By Stephen Daniells contact

- Last updated on GMT

Image © Creativeye99 / Getty Images
Image © Creativeye99 / Getty Images

Related tags: SARMs, Fda

Another defendant in the Blackstone Labs steroids enforcement action was convicted in a Florida court last week.

James Boccuzzi, 37, of Boca Raton, FL, was convicted of one count of conspiracy to defraud the US Food and Drug Administration (FDA) and one count of conspiracy to distribute controlled substances and could face 15 years in prison.

Boccuzzi is the 11th defendant convicted in connection with Blackstone Labs LLC, a Boca Raton company that sold millions of dollars of products labeled as dietary supplements.

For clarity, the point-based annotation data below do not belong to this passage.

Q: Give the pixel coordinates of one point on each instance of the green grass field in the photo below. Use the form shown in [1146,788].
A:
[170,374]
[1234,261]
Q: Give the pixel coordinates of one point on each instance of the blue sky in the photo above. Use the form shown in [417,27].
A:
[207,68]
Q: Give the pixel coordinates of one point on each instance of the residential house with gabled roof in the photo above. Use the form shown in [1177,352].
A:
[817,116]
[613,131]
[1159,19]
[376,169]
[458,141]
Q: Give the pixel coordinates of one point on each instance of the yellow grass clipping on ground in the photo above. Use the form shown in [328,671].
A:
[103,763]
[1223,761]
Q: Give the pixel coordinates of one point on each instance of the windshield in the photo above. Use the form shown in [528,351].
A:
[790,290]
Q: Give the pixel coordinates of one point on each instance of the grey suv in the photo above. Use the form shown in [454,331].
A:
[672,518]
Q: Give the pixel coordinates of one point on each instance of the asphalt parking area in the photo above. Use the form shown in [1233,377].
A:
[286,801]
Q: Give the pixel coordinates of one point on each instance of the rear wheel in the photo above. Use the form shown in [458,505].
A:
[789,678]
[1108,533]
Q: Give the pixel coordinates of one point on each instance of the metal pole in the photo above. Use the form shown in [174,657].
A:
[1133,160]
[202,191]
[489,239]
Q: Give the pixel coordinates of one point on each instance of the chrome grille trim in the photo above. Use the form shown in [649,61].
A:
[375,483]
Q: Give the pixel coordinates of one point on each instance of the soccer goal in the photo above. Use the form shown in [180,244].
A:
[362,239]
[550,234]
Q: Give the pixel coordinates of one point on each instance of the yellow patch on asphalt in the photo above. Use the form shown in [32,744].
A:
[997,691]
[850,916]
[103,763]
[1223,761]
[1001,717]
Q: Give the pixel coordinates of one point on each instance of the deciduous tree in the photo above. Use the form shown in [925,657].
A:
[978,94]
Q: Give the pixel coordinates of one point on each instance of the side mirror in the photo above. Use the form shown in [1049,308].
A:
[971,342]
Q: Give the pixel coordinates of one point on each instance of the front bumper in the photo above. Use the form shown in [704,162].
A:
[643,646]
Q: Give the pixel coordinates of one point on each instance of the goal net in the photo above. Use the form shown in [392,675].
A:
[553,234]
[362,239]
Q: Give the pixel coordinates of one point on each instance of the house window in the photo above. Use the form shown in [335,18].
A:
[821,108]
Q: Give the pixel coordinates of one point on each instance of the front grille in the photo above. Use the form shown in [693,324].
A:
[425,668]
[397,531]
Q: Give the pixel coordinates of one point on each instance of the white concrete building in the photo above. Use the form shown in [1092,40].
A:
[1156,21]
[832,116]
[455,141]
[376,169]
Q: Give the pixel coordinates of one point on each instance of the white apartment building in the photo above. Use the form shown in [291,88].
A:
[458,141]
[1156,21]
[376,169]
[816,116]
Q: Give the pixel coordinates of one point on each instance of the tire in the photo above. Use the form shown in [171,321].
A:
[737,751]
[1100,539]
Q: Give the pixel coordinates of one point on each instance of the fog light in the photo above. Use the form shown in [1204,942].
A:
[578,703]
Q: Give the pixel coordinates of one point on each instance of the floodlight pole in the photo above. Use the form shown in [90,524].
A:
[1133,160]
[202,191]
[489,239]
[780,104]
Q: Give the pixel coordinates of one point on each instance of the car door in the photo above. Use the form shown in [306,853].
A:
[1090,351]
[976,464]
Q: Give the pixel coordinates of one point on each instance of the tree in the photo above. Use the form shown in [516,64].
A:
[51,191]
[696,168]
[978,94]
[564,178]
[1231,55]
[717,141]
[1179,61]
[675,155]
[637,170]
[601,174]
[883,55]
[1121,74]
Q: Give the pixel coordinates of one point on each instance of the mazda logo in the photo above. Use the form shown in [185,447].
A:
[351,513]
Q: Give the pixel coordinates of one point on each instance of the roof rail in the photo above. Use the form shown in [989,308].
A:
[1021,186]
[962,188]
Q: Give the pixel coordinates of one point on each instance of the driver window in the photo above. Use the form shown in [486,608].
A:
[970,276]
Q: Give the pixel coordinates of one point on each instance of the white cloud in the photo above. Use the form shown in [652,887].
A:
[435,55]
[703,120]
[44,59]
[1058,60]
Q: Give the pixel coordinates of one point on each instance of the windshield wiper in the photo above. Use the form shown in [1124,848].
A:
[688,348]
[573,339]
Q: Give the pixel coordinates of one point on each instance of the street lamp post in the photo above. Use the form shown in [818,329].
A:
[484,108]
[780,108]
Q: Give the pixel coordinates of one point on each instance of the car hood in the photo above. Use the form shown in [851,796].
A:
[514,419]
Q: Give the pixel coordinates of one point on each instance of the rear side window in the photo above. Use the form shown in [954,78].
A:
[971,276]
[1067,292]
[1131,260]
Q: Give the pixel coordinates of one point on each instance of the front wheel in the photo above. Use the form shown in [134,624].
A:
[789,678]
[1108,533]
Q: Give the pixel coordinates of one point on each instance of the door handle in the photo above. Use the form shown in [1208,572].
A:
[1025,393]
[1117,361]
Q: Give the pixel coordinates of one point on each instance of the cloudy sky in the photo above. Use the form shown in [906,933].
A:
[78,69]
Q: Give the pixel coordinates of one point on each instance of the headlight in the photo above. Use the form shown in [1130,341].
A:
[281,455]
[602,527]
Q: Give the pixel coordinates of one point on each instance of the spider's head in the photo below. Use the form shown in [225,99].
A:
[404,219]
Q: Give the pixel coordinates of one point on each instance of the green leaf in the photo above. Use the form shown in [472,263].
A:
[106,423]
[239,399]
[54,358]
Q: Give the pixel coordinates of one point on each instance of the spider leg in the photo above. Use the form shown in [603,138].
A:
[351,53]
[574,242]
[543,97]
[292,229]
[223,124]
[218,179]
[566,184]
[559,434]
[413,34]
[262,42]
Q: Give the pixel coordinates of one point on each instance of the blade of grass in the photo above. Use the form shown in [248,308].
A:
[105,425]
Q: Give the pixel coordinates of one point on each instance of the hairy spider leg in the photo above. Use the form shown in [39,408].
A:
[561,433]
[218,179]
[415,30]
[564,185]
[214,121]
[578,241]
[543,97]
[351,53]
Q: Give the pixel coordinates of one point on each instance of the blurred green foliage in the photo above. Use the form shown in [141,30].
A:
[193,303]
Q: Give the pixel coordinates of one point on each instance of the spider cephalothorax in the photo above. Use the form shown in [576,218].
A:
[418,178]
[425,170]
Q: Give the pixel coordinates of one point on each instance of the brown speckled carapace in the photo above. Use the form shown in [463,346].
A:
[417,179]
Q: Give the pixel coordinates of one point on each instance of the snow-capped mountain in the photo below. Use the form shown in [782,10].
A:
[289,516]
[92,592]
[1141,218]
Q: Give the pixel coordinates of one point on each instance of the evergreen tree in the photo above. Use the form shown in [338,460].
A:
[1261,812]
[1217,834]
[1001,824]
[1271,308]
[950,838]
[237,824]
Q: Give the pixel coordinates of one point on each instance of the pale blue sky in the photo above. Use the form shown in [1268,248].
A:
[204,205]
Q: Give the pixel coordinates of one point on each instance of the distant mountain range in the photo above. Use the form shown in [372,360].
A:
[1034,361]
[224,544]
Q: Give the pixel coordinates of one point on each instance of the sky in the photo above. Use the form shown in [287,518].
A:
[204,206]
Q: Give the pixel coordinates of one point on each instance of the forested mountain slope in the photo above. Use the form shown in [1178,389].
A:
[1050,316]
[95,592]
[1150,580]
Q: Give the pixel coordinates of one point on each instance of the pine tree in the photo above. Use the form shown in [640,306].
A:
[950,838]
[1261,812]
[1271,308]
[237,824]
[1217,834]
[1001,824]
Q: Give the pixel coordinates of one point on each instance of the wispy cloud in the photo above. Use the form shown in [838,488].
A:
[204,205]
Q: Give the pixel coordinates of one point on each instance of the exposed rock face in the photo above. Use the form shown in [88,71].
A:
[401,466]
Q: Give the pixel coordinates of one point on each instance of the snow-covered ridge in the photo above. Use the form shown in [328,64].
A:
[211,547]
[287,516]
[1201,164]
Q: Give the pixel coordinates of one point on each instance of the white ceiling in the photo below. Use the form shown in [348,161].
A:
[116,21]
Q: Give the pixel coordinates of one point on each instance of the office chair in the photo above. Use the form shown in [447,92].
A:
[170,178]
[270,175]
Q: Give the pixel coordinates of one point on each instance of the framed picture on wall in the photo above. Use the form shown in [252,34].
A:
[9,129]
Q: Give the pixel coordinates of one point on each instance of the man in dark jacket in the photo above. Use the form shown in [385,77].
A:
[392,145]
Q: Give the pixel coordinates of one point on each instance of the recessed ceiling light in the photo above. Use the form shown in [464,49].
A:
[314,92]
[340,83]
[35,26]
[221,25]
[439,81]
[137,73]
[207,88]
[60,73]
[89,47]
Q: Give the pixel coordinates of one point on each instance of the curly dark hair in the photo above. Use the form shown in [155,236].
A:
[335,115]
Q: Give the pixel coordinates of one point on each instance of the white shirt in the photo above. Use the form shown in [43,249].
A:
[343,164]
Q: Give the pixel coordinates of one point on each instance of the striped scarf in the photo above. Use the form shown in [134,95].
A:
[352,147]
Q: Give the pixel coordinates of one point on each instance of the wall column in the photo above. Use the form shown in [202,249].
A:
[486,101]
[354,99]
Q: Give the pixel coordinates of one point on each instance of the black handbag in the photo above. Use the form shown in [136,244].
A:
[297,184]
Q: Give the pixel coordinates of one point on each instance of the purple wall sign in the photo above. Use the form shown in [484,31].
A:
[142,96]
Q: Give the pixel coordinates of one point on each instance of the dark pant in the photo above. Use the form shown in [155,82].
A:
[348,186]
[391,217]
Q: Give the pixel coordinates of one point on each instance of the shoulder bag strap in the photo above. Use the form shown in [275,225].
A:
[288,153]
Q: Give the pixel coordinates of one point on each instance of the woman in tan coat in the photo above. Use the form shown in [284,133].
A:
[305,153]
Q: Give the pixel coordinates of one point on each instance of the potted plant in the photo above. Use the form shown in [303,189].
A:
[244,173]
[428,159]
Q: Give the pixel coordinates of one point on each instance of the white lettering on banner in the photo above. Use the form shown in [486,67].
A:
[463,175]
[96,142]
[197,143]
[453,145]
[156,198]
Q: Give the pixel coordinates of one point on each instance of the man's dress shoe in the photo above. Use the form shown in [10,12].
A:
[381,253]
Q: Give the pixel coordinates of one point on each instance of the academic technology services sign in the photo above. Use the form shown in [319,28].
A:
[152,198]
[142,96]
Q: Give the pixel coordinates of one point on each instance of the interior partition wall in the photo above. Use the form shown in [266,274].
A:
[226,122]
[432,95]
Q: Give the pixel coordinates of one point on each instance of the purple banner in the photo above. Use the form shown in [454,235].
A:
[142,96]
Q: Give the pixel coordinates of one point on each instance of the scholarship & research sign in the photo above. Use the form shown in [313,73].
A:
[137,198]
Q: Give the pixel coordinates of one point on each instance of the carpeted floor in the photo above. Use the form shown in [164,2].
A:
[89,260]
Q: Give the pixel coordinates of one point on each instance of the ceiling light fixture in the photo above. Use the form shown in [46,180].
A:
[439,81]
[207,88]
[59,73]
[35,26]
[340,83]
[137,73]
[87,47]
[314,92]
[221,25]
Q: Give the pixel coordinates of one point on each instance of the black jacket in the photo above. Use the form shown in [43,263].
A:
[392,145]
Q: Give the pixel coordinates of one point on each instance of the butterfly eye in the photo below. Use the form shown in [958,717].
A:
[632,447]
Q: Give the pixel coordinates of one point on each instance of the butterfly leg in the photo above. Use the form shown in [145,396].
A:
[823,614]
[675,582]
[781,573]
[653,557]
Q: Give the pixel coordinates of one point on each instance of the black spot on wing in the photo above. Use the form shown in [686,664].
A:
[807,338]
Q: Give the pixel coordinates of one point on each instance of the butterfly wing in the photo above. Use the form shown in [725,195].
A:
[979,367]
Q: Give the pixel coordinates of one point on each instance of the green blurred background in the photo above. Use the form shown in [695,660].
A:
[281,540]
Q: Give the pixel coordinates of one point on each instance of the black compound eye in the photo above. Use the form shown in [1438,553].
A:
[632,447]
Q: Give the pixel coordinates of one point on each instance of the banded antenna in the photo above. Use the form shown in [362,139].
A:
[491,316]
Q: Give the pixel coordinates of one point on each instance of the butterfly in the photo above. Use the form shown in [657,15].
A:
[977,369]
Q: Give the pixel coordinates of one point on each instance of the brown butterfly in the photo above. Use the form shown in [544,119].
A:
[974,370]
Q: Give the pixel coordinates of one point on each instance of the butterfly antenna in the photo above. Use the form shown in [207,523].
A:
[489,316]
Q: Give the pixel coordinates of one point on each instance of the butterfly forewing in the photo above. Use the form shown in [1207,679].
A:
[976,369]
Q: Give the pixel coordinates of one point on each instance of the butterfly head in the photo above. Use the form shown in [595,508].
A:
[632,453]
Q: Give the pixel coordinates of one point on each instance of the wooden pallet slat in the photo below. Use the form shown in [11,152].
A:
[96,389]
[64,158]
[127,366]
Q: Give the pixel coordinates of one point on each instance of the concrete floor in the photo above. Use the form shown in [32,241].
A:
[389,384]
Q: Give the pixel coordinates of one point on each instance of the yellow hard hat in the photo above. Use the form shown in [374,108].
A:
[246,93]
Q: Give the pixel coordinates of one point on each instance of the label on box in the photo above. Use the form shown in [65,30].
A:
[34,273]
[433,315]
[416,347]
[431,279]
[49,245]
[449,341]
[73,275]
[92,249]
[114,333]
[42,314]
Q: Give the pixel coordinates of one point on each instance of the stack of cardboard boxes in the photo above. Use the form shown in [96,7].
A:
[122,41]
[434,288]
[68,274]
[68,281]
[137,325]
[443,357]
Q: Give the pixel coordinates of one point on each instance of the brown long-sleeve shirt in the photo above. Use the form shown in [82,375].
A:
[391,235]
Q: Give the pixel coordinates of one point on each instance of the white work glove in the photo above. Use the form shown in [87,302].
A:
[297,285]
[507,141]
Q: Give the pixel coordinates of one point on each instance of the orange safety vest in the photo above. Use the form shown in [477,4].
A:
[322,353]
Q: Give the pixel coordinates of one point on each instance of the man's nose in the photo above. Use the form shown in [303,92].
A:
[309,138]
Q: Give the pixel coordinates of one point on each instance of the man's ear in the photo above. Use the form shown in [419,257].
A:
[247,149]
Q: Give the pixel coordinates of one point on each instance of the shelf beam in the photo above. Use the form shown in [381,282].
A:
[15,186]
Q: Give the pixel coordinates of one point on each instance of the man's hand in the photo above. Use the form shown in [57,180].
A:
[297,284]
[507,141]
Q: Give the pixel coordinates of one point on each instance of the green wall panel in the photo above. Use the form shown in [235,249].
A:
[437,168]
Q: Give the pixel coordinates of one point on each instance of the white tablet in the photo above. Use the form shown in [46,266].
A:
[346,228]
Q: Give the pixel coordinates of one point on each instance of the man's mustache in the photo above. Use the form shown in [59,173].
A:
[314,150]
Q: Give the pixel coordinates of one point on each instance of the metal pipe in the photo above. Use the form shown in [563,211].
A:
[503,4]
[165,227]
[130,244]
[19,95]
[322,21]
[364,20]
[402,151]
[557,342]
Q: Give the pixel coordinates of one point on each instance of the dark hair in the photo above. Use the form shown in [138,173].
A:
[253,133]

The original 14-count indictment​ was handed down by a grand jury in US District Court for the Southern District of Florida in 2019, alleging that the defendants sold products that contained anabolic steroids and other illegal ingredients. The list of illegal ingredients contained in the products included SARMs (selective androgen receptor modulators), pro-hormones, the synthetic stimulants DMAA, DMBA, and “nootropic” picamilon, which has been ruled by FDA to not be a legal dietary ingredient.

Evidence presented at trial established that the steroid products sold by Blackstone Labs and affiliated companies became illegal controlled substances in December 2014 under a new federal law, the Designer Anabolic Steroid Control Act, which amended the Controlled Substances Act.

Evidence at trial established that despite knowing about the law and its impact on the legality of Blackstone’s steroid products, Boccuzzi, who was Blackstone’s director of sales, and his co-conspirators continued selling the products for more than 18 months.

“It is illegal to sell drugs and controlled substances as dietary supplements,”​ said Acting Assistant Attorney General Brian M. Boynton of the Justice Department’s Civil Division. “The department will work with its law enforcement partners to prosecute individuals and companies that market potentially dangerous products, such as designer steroids, in violation of the Controlled Substances Act and the Federal Food, Drug and Cosmetic Act.”  

“Products mislabeled as dietary supplements can pose a serious risk to the health of U.S. consumers,”​ said Special Agent in Charge Justin C. Fielder of the FDA Office of Criminal Investigations (FDA-OCI) Miami Field Office. “We will continue to investigate and bring to justice those who jeopardize the public health by selling violative products.”

Boccuzzi was remanded to the custody of the U.S. Marshals following trial, and he is scheduled to be sentenced on Feb. 17, 2022, in Fort Lauderdale before U.S. District Judge William P. Dimitrouleas of the Southern District of Florida. Boccuzzi faces a maximum penalty of 15 years in prison.